Things Have Always Been The Same

Let’s review The Other Sixty during chart week forty from the middle of the decade by looking at the failed debuts from 1983, 1984, 1985, and 1986.

October 8th, 1983

84. Klique – Stop Doggin’ Me Around

Klique was a trio churning out electro-boogie during the early 80s, such as Pump Your Rump, but having middling success with it. Then they decided to cover a 1960 Jackie Wilson Top 20 ballad and ended up with a #2 Soul hit and #50 Pop hit. That’s not all. Lead singer Howard Huntsberry got to play Jackie in the movie La Bamba and then performed (Your Love Is Lifting Me)Higher & Higher in the movie Ghostbusters. Ride it till it dies, I say.

91. The Pointer Sisters – I Need You

This Oakland trio’s album release of Break Out did not have an auspicious beginning. RCA picked the wrong lead-off single on an album full of great upbeat dance soul, a mellow mid-tempo affair that will only reach #48. It was the first time since 1979’s Priority LP that the first single was not a Top 40 hit. The next four releases will hit the Top 10, and the album will end up as the biggest selling in their catalog. Also, timing is everything.

94. John Cafferty & The Beaver Brown Band – On The Dark Side

This was the first entry on the Hot 100 of this song, which will re-enter in 1984 and hit the Top 10.  I feel like I’ve written about this band and Eddie & the Cruisers’ story so much already. I can’t do it anymore. I hate you, HBO!

95. Cliff Richard – Never Say Die (Give A Little More)

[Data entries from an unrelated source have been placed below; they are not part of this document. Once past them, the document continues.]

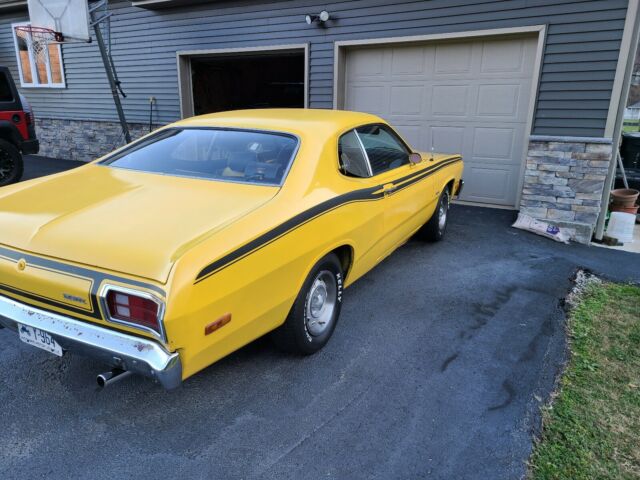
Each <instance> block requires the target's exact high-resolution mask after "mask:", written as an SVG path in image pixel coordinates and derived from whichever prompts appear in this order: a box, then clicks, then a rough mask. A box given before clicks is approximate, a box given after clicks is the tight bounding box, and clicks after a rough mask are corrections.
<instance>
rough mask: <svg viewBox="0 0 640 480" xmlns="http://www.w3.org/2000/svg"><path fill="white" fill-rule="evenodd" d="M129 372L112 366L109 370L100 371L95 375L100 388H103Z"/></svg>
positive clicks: (125, 377) (126, 376) (123, 375)
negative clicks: (100, 373)
mask: <svg viewBox="0 0 640 480" xmlns="http://www.w3.org/2000/svg"><path fill="white" fill-rule="evenodd" d="M129 375H131V372H129V371H127V370H120V369H117V368H114V369H113V370H111V371H110V372H105V373H101V374H100V375H98V376H97V377H96V382H97V383H98V386H99V387H100V388H105V387H107V386H109V385H111V384H112V383H115V382H117V381H119V380H122V379H124V378H127V377H128V376H129Z"/></svg>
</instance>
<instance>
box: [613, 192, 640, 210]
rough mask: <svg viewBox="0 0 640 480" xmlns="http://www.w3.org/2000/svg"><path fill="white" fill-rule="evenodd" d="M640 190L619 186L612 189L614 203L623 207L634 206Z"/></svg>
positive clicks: (632, 206) (628, 206) (613, 203)
mask: <svg viewBox="0 0 640 480" xmlns="http://www.w3.org/2000/svg"><path fill="white" fill-rule="evenodd" d="M638 195H640V192H639V191H638V190H634V189H633V188H618V189H616V190H611V199H612V202H613V204H614V205H617V206H622V207H633V206H634V205H635V204H636V200H638Z"/></svg>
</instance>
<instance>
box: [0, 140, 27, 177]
mask: <svg viewBox="0 0 640 480" xmlns="http://www.w3.org/2000/svg"><path fill="white" fill-rule="evenodd" d="M23 169H24V165H23V162H22V155H21V154H20V151H19V150H18V149H17V148H16V147H15V146H13V145H12V144H11V143H9V142H7V141H6V140H0V187H4V186H5V185H9V184H10V183H15V182H17V181H19V180H20V179H21V178H22V171H23Z"/></svg>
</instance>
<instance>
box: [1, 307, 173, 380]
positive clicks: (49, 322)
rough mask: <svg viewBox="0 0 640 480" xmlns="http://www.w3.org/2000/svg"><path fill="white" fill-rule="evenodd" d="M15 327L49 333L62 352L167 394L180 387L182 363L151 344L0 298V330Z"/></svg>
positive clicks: (160, 345) (144, 339) (101, 327)
mask: <svg viewBox="0 0 640 480" xmlns="http://www.w3.org/2000/svg"><path fill="white" fill-rule="evenodd" d="M18 324H21V325H28V326H31V327H34V328H37V329H40V330H43V331H45V332H47V333H49V334H50V335H51V336H52V337H53V338H54V339H55V341H56V342H58V343H59V344H60V345H61V346H62V349H63V351H71V352H77V353H79V354H82V355H86V356H88V357H92V358H95V359H97V360H100V361H103V362H105V363H106V364H108V365H111V366H112V367H114V368H119V369H122V370H127V371H130V372H132V373H137V374H139V375H143V376H145V377H150V378H153V379H155V380H157V381H158V382H159V383H160V384H161V385H162V386H163V387H164V388H166V389H167V390H170V389H173V388H176V387H178V386H180V384H181V383H182V362H181V361H180V355H179V354H178V353H177V352H174V353H171V352H167V351H166V350H165V348H164V347H163V346H161V345H160V344H159V343H157V342H154V341H153V340H149V339H144V338H140V337H136V336H134V335H128V334H125V333H122V332H117V331H115V330H110V329H108V328H104V327H100V326H97V325H93V324H91V323H85V322H82V321H80V320H75V319H72V318H69V317H65V316H62V315H57V314H55V313H50V312H46V311H44V310H40V309H37V308H33V307H30V306H27V305H24V304H22V303H20V302H16V301H15V300H12V299H9V298H6V297H3V296H0V327H1V326H4V327H7V328H10V329H12V330H15V331H16V332H17V330H18Z"/></svg>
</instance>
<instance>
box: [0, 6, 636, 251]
mask: <svg viewBox="0 0 640 480" xmlns="http://www.w3.org/2000/svg"><path fill="white" fill-rule="evenodd" d="M25 4H26V2H25V1H18V0H2V1H0V63H2V64H5V65H8V66H9V67H10V68H11V69H12V71H13V72H14V75H15V78H20V83H21V87H20V88H21V91H22V92H23V93H24V94H25V95H26V96H27V98H28V99H29V100H30V101H31V103H32V104H33V107H34V110H35V112H36V117H37V126H38V132H39V137H40V139H41V141H42V152H41V153H42V154H45V155H51V156H60V157H66V158H76V159H77V158H79V159H83V160H89V159H92V158H94V157H96V156H98V155H101V154H103V153H106V152H108V151H109V150H111V149H112V148H114V147H116V146H118V145H119V144H121V143H122V137H121V133H120V128H119V125H118V123H117V116H116V111H115V109H114V106H113V100H112V98H111V94H110V90H109V88H108V84H107V80H106V76H105V72H104V69H103V67H102V63H101V60H100V56H99V53H98V48H97V46H96V44H95V42H93V43H70V44H64V45H62V46H57V45H50V46H49V48H48V50H47V52H45V53H46V54H47V59H46V61H45V63H43V64H42V65H37V64H34V63H32V62H31V64H30V61H29V59H30V58H31V57H32V56H33V53H34V52H30V50H29V48H30V47H29V45H27V44H26V43H25V42H24V41H22V40H21V39H20V37H19V35H17V34H16V31H15V29H14V27H15V25H17V24H20V23H21V22H27V21H28V13H27V10H26V7H25ZM109 8H110V10H111V12H112V13H113V16H112V17H111V28H110V43H111V46H112V56H113V59H114V61H115V64H116V66H117V70H118V74H119V76H120V80H121V81H122V86H123V89H124V91H125V92H126V94H127V97H126V98H124V99H123V104H124V109H125V113H126V117H127V120H128V122H130V124H131V129H132V131H133V132H134V134H135V135H136V136H139V135H141V134H143V133H145V132H147V131H148V130H149V128H150V124H152V127H156V126H158V125H162V124H166V123H168V122H172V121H174V120H177V119H179V118H181V117H186V116H190V115H194V114H200V113H206V112H212V111H218V110H229V109H236V108H254V107H260V106H283V107H312V108H341V109H352V110H362V111H368V112H372V113H376V114H379V115H381V116H382V117H384V118H385V119H387V120H388V121H390V122H391V123H392V124H393V125H395V126H397V127H398V128H399V130H400V131H401V133H402V134H403V135H404V136H405V137H406V139H407V140H408V141H409V142H410V143H411V144H413V145H414V146H415V147H417V148H419V149H421V150H424V151H430V150H432V149H433V150H436V151H445V152H446V151H449V152H461V153H462V154H463V155H464V158H465V162H466V169H465V182H466V185H465V189H464V192H463V195H462V201H464V202H469V203H473V204H480V205H487V206H494V207H495V206H497V207H504V208H510V209H519V210H520V211H523V212H526V213H528V214H530V215H532V216H534V217H536V218H539V219H544V220H546V221H549V222H552V223H554V224H557V225H561V226H564V227H568V228H571V229H572V232H574V238H576V239H577V240H579V241H583V242H588V241H589V239H590V238H591V235H592V233H593V232H594V231H595V230H597V229H598V228H599V227H601V224H602V222H603V219H604V213H603V212H605V210H606V209H604V208H603V205H604V204H606V201H603V199H604V200H606V199H607V198H608V191H609V186H610V179H611V176H612V175H613V169H612V168H613V167H612V165H613V164H612V153H613V142H614V140H613V139H614V138H617V137H618V136H619V132H620V125H621V123H622V117H623V112H624V102H621V98H623V97H625V98H626V92H627V91H628V83H629V77H630V68H632V65H631V67H630V66H629V63H631V64H633V58H634V56H635V50H636V48H635V45H636V43H637V36H638V26H637V25H638V22H637V17H638V15H637V13H638V0H562V1H557V0H556V1H554V0H506V1H504V0H503V1H497V0H482V1H477V0H425V1H416V0H353V1H335V2H332V3H329V4H325V3H323V2H317V1H314V0H268V1H256V0H235V1H223V0H218V1H215V0H212V1H195V0H135V1H124V0H120V1H114V0H112V1H111V2H110V4H109ZM321 11H326V12H327V13H328V15H329V18H328V20H326V21H325V22H322V21H311V22H310V23H307V21H306V15H311V18H310V19H309V20H317V19H316V16H317V15H318V14H319V13H320V12H321ZM19 64H20V66H19Z"/></svg>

This is the third and last debut song during chart week forty for Sir Cliffo. He already had a song in The Other Sixty with Give A Little Bit More. Now he gives even more than he ever did, but the effort is all for naught. This will turn up its toes at #73 and be his last Hot 100 entry.

October 6th, 1984

74. Steve Miller Band – Shangra-La

Amazingly, someone with such a common name is in the RNRHOF. It’s also amazing that we consider people like Don Henley and Glenn Frey as dicks and never mention Steve’s name. It’s probably because you would respond with ‘you mean, my neighbor Steve or my kid’s third-grade teacher? Or the guy that wrote Dragon Ship?‘ Oh, the guy who took this song up to #57. Also, if I’m harsh, feel free to write a post about it here. You might even get a response from Steve Miller. I just don’t know which one.

76. Janey Street – Say Hello To Ronnie

Here’s a very forgotten pop-rock single from New York singer/ songwriter Janey Street, who is still active today. Produced by Jimmy Ienner, this single, in no reference to Reagan, should have made the Top 40 back then, but instead waves goodbye at #68.

85. Stephen Stills Featuring Michael Finnigan – Can’t Let Go

This sure sounds like a romantic duet between two dudes. Not that there’s anything wrong with that, but I’m not sure that’s what Stephen intended, going after that Sergio Mendes AC money only netted him a #67 finish.

90. Ratt – Wanted Man

Ratt finally got Out Of The Cellar with their hit, Round And Round. Then they found themselves back down there with the follow-up, which will only climb up three spots before getting caught in a trap.

October 5th, 1985

89. Marillion – Kayleigh

This was the closest this UK progressive rock quintet got to garnering a hit in the States, a rock ballad about a long lost love. It will be their biggest in England, reaching #2 but will stiff here at #75. It will also inspire many newborn parents who have a baby girl.

90. Tommy Shaw – Remo’s Theme (What If)

When looking to have a memorable theme song to a potential franchise, why not ask a former Styx guitarist to provide it. Also, make it a vague question, such as Who knows?, Which one or What if? Everything involved with the film, Remo Williams: The Adventure Begins, was an unmitigated disaster, including this ambiguous single, which will peak at #81.

October 11th, 1986

75. Wham! – Where Did Your Heart Go?

How do you say goodbye to your fans, the ones that bought your cheery, upbeat pop music for the last few years? Of course, you do it with a cover of a 1981 Was (Not Was) song about a homeless man who drowns himself. George was crying for help in ’86, and we missed it back then. The single will reach #50 then take a train down to Mexico.

80. The Temptations – Lady Soul

The Temps have one of their better hits in the 80s charting this week en route to a #47 finish. From the album, To Be Continued, which contains the theme to A Fine Mess, it will become only their third Top 10 hit of the decade on the Soul charts.

97. Joan Jett & The Blackhearts- Good Music

Joan spent the mid-80s having trouble landing any of her singles in the Top 40. Maybe collaborating with Michael J. Fox inspired her because she picked it back up with her stint in Light Of Day. This hard rock stomper will languish at #83.